Here’s a letter to the Washington Post:
Editor:
You rightly criticize both Democrats’ and Republicans’ increasingly tight embrace of protectionism (“A bipartisan retreat on trade,” August 2).
Donald Trump, of course, is a protectionist of the most cartoonish sort. Unfortunately, the pronouncements of Elizabeth Warren, Bernie Sanders, and many other Democrats reveal them to be, on trade, identical to Trump: they all believe that a nation’s gains from trade consist in the amounts that it exports, and that imports are costs that a nation must endure in order to secure maximum opportunities to export.

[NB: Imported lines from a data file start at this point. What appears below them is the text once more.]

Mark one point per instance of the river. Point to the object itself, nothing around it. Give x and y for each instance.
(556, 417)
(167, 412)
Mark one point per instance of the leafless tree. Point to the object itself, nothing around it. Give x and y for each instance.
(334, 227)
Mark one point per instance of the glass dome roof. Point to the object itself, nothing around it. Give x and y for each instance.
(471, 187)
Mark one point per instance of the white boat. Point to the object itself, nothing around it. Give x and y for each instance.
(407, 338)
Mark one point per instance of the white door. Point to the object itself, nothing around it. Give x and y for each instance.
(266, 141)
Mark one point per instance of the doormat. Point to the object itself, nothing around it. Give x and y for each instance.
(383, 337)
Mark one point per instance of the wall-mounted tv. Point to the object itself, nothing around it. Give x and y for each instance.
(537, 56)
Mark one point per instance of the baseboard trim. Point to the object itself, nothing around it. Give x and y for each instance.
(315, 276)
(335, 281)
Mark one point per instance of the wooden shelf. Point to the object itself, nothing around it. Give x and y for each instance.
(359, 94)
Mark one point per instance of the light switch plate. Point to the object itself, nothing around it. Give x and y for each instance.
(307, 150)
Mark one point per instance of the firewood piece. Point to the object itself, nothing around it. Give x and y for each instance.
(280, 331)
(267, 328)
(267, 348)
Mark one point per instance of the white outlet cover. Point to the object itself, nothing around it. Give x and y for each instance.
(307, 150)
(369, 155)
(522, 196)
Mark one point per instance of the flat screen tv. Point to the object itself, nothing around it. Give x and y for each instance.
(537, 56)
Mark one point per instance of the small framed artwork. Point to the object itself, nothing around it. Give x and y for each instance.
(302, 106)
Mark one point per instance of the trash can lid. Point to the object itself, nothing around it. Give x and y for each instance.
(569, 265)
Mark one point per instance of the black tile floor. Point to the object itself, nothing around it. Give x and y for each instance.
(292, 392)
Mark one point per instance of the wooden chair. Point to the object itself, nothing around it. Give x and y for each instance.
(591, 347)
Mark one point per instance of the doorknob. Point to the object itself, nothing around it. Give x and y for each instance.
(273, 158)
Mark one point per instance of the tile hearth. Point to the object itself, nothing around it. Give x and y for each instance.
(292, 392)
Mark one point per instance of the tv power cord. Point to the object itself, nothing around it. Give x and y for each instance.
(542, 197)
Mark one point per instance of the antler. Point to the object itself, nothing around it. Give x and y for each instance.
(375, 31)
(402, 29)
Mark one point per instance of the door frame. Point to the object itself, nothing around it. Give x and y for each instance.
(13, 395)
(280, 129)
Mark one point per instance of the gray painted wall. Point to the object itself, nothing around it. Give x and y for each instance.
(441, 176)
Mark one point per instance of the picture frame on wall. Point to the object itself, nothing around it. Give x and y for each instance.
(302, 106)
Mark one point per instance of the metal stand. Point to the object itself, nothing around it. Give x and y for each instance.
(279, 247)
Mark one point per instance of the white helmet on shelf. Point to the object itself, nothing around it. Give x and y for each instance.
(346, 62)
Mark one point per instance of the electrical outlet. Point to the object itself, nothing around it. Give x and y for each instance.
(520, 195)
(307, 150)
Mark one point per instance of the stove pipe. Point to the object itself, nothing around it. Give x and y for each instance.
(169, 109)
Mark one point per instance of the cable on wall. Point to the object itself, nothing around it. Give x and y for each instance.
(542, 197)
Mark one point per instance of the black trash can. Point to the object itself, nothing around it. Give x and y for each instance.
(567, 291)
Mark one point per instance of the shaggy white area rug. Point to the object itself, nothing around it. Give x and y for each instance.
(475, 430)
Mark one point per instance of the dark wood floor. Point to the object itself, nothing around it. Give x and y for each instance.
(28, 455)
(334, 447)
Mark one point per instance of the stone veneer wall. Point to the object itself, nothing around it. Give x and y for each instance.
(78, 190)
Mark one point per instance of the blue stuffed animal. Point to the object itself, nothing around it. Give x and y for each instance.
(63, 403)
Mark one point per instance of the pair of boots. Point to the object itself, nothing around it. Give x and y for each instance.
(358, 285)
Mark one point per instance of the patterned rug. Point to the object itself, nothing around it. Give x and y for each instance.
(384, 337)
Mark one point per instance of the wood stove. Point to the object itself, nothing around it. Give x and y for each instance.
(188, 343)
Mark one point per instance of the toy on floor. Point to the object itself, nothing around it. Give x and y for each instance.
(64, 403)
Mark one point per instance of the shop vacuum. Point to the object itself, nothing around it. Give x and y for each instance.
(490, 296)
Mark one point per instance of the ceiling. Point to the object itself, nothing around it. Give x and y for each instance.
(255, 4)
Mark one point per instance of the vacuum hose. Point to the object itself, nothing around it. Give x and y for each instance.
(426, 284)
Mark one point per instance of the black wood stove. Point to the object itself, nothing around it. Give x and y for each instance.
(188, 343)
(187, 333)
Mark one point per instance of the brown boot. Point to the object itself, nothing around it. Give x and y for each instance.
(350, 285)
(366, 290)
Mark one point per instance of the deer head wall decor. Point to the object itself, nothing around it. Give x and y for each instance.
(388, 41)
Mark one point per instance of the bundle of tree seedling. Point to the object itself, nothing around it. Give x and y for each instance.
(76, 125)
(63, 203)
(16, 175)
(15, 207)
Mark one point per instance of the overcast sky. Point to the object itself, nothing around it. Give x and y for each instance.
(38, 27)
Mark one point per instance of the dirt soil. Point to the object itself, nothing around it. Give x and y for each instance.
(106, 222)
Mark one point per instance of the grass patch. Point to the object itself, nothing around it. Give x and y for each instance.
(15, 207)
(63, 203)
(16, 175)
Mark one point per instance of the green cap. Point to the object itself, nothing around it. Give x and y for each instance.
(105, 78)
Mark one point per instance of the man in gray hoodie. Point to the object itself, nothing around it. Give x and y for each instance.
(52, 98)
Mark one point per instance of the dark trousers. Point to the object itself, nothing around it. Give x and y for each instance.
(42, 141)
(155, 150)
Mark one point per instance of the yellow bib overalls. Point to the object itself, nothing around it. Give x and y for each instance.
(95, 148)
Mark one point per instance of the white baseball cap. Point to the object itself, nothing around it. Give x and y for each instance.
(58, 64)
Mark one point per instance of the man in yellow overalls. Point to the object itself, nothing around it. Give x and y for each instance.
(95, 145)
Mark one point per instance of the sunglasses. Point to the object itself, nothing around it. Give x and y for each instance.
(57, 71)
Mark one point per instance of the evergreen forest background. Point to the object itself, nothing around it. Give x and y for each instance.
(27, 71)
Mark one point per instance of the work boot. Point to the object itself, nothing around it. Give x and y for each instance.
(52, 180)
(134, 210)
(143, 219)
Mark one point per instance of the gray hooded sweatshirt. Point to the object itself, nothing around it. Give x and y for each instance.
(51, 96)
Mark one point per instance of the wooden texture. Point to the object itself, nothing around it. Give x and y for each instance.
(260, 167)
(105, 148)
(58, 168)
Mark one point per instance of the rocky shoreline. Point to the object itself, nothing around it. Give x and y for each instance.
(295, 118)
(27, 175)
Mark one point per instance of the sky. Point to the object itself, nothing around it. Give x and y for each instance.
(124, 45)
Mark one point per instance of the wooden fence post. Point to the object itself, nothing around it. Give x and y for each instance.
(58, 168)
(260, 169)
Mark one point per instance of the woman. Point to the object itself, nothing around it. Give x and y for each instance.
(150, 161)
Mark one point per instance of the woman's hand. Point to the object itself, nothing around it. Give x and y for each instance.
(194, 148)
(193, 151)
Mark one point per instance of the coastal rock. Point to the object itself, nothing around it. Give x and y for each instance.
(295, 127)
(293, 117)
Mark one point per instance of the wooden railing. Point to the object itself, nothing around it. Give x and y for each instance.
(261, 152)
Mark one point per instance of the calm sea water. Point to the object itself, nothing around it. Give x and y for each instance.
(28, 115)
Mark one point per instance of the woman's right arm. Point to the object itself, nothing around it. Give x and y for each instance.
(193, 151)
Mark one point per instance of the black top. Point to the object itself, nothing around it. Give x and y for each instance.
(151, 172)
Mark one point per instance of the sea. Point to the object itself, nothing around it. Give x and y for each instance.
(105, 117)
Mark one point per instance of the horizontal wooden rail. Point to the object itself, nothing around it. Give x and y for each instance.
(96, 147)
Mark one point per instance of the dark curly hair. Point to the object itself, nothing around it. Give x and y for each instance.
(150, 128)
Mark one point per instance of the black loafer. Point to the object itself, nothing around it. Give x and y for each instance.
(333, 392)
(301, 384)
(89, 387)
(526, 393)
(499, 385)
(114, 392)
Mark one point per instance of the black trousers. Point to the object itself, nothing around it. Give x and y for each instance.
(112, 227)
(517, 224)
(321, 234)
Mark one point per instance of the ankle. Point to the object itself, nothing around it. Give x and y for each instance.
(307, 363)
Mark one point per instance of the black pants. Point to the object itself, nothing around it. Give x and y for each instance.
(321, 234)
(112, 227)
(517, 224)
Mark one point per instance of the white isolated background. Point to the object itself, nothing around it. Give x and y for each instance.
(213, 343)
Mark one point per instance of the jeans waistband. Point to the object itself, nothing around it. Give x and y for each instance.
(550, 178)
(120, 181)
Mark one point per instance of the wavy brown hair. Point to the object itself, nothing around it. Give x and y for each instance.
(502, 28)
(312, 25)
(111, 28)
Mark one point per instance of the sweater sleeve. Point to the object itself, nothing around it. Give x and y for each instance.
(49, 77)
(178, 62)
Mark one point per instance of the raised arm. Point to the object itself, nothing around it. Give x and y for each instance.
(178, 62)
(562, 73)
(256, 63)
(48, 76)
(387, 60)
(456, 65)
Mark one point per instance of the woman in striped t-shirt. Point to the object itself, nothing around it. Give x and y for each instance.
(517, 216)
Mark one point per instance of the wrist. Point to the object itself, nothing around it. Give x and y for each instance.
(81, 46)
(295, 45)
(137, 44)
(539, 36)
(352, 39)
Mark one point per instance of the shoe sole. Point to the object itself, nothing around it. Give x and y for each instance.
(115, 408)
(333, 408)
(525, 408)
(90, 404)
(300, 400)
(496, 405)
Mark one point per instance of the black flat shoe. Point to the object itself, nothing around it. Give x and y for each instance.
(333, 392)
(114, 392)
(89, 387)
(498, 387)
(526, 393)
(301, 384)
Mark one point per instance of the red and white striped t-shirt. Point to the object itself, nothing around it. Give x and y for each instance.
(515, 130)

This understanding, although popular, is backwards. In reality, exports are costs and imports are benefits. In a sane world, we would seek to secure as many imports as possible in exchange for as few exports as possible. Too bad that we’ve no one today with the eloquence of John Stuart Mill to explain why:
We are continually calling ourselves a trading nation; and we boast of our commerce, no doubt very justly, as one of the grand sources of our wealth. Yet, who ever heard of a commerce which was not mutual? How can we expect to export without importing? or of what advantage would it be to us if we could? since, demonstratively, it is the imports alone, from which the benefit of foreign commerce is derived. Nobody is enriched by giving any thing away. Should we grow rich by exporting all that we have, and importing nothing? How truly, then, do we misunderstand our own interest, if we attempt to sell our own commodities to foreigners, and yet refuse to take theirs in exchange!*
Sincerely,
Donald J. Boudreaux
Professor of Economics
and
Martha and Nelson Getchell Chair for the Study of Free Market Capitalism at the Mercatus Center
George Mason University
Fairfax, VA 22030* John Stuart Mill, “The Corn Laws” (1825), reprinted in Essays on Economics and Society Part I, which is volume IV of The Collected Works of John Stuart Mill (Indianapolis: Liberty Fund, 2006), page 67.